After playing around with tf.data.map
operations I found the answer was easier than expected, I simply had to preprocess the data and put all the labels for each output of the model as a different key of a dictionary.
First I create a dataset from the tfrecords file
dataset = tf.data.TFRecordDataset(tfrecords_file)
Next, I parse data from the file
feature = {'image/encoded': tf.io.FixedLenFeature((), tf.string),
'image/shape': tf.io.FixedLenFeature((3), tf.int64),
'age': tf.io.FixedLenFeature((), tf.int64),
'gender': tf.io.FixedLenFeature((), tf.int64),
'ethnicity': tf.io.FixedLenFeature((), tf.int64),
}
return tf_util.parse_pb_message(protobuff_message, feature)
dataset = dataset.map(parser).map(process_example)
At this point, we have a standard dataset we can operate with doing batching, shuffling, augmentation or whatever we wan. Finally, before feeding the data into the model, we have to transform it to fit the requirements of the model. The code below shows an example of both input and label preprocessing. Previoulsy, I concatenated all the labels, now I create a dictionary witht the names of the outputs in the model as keys.
def preprocess_input_fn():
def _preprocess_input(image,image_shape, age, gender, ethnicity):
image = self.preprocess_image(image)
labels = self.preprocess_labels(age, gender, ethnicity)
return image, labels
return _preprocess_input
def preprocess_image(image):
image = tf.cast(image)
image = tf.image.resize(image)
image = (image / 127.5) - 1.0
return image
def preprocess_labels(age,gender,ethnicity):
gender = tf.one_hot(gender, 2)
ethnicity = tf.one_hot(ethnicity, self.ethnic_groups)

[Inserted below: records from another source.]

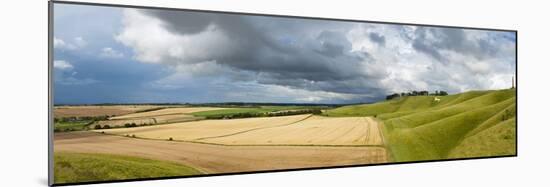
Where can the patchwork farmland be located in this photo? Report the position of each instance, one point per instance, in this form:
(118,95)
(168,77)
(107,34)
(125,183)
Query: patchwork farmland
(220,139)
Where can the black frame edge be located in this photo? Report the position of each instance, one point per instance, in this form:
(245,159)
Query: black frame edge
(51,4)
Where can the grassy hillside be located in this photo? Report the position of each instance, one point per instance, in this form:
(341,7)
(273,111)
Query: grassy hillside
(80,167)
(471,124)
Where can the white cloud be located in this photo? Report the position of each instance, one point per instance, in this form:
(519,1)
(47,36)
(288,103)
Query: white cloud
(163,46)
(64,74)
(370,60)
(62,65)
(80,42)
(77,43)
(108,52)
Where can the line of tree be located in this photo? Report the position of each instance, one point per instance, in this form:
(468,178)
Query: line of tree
(416,93)
(266,114)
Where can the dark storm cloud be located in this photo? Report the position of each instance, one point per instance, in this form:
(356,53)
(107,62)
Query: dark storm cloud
(260,47)
(433,40)
(375,37)
(331,59)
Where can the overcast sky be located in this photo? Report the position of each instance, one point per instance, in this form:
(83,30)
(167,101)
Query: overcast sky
(122,55)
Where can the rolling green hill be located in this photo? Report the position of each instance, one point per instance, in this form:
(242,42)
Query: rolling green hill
(470,124)
(83,167)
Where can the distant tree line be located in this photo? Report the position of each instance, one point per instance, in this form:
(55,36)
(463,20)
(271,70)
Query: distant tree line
(77,119)
(266,114)
(416,93)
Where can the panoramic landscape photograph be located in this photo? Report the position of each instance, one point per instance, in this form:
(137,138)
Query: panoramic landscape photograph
(155,93)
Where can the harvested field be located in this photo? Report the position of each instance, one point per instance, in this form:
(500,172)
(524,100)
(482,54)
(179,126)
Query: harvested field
(286,130)
(217,158)
(93,111)
(172,118)
(196,130)
(167,111)
(316,130)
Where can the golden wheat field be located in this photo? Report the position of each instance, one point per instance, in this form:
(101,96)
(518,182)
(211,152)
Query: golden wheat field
(286,130)
(316,130)
(79,111)
(197,130)
(166,111)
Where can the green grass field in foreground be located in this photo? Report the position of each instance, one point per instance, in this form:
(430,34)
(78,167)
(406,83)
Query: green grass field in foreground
(470,124)
(81,167)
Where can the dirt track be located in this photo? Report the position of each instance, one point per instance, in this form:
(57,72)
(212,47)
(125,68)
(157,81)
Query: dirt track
(220,159)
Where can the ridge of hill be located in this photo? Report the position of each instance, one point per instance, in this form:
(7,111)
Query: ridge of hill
(464,125)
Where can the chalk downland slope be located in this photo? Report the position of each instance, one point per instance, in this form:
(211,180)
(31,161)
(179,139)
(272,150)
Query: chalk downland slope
(471,124)
(84,167)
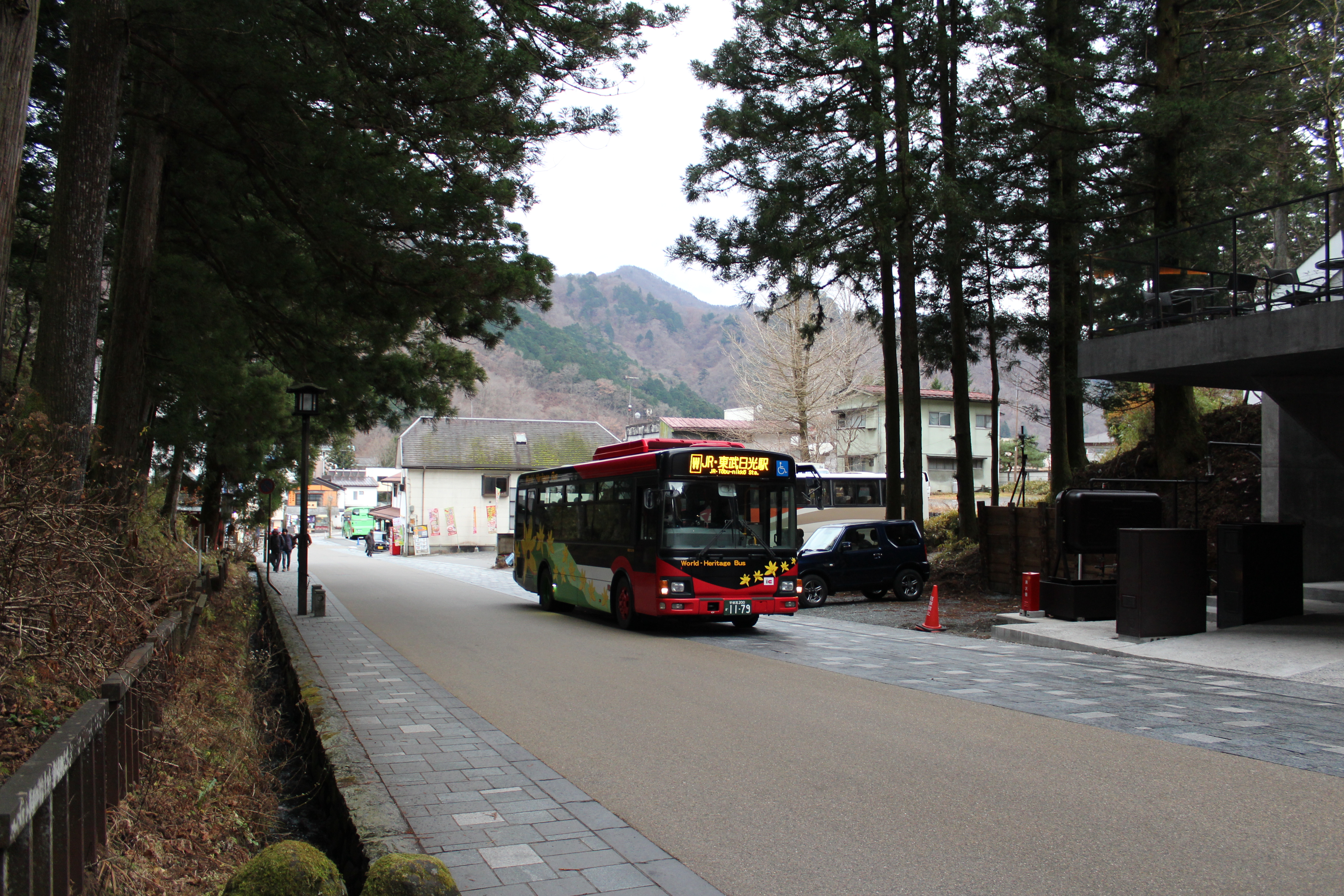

age = tf.one_hot(age, self.age_groups)
return {'Gender': gender, 'Ethnicity': ethnicity, 'Age': age}
In my model, Gender, Ethnicity and Age are the names of the last layers of the model, so my model is defined as having three outputs:
model = Model(inputs=inputs,
outputs=[gender, ethnic_group, age_group])
Now I can use a dataset to fit the model by applying the preprocessing function first:
data = dataset.map(preprocess_input_fn())
model.fit(data, epochs=...)